Font Size:  Small  Medium  Large

Unbiased Regression Estimation for Multi-Linked Data in the Presence of Correlated Linkage Errors

Gunky Kim

Building: Law Building
Room: Breakout 6 - Law Building, Room 022
Date: 2012-07-11 01:30 PM – 03:00 PM
Last modified: 2011-12-19


Probabilistic data linkage is widely used when direct measurement is impossible or extremely costly. One important application is where different data sets relating to the same individuals at different points in time are 'multi-linked' to provide a synthetic longitudinal data record for each individual. However, even with a unique identifier, there exists the possibility that linkage errors in the merged data could lead to such a longitudinal record being actually made up of data items from different individuals. For example, a recent Australian Bureau of Statistics evaluation of different methods for linking census data reported a best case linkage method with 87% correct linkage, with much lower correct linkage rates for more realistic linkage methods. These linkage errors will lead to bias and loss of efficiency in regression modelling using the merged data set.
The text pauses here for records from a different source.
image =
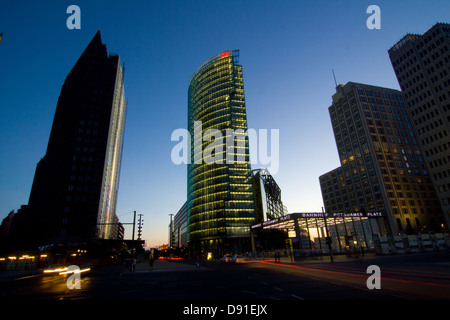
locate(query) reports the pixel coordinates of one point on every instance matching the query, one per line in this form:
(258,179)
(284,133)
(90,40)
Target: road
(414,277)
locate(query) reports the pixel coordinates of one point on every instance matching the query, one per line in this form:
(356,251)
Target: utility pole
(328,238)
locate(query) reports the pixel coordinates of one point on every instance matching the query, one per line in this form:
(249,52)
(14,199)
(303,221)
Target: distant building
(422,66)
(74,192)
(382,165)
(267,195)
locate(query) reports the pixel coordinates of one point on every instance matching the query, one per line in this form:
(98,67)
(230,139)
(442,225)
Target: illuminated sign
(224,54)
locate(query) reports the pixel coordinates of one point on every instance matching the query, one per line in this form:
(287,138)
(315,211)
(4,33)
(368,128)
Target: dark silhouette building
(422,66)
(382,165)
(74,192)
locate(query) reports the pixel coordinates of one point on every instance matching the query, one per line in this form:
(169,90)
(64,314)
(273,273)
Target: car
(238,259)
(226,258)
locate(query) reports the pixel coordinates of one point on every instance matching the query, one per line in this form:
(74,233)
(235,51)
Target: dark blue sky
(287,50)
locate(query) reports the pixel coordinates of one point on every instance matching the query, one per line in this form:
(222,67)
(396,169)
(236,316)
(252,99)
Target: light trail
(425,283)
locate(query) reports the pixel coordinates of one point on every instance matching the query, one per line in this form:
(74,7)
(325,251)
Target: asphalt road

Kim and Chambers (2011) describe methods for correcting the bias due to linkage errors when multiple data sets are probabilistically multi-linked. However, these methods assume independent pairwise linkage errors. A more realistic scenario, however, is to allow dependent pairwise linkage errors, in the sense that it is more likely that if the records corresponding to two different individuals in data sets A and B are incorrectly linked, then it is quite likely that the records for the same two individuals in data sets A and C will also be incorrectly linked. In this paper we show how the bias due to correlated linkage errors in the resulting merged data set can be corrected. Our methods are based on the inference framework described in Chambers (2009), and we focus on the situation where the merged data set is obtained by linking three separate data sources via two possibly dependent linkage operations. These data sources could represent different registers for the same population at different points in time or they could correspond to where a survey sample is linked to two separate population registers, one contemporaneous with the survey and the other containing historical information.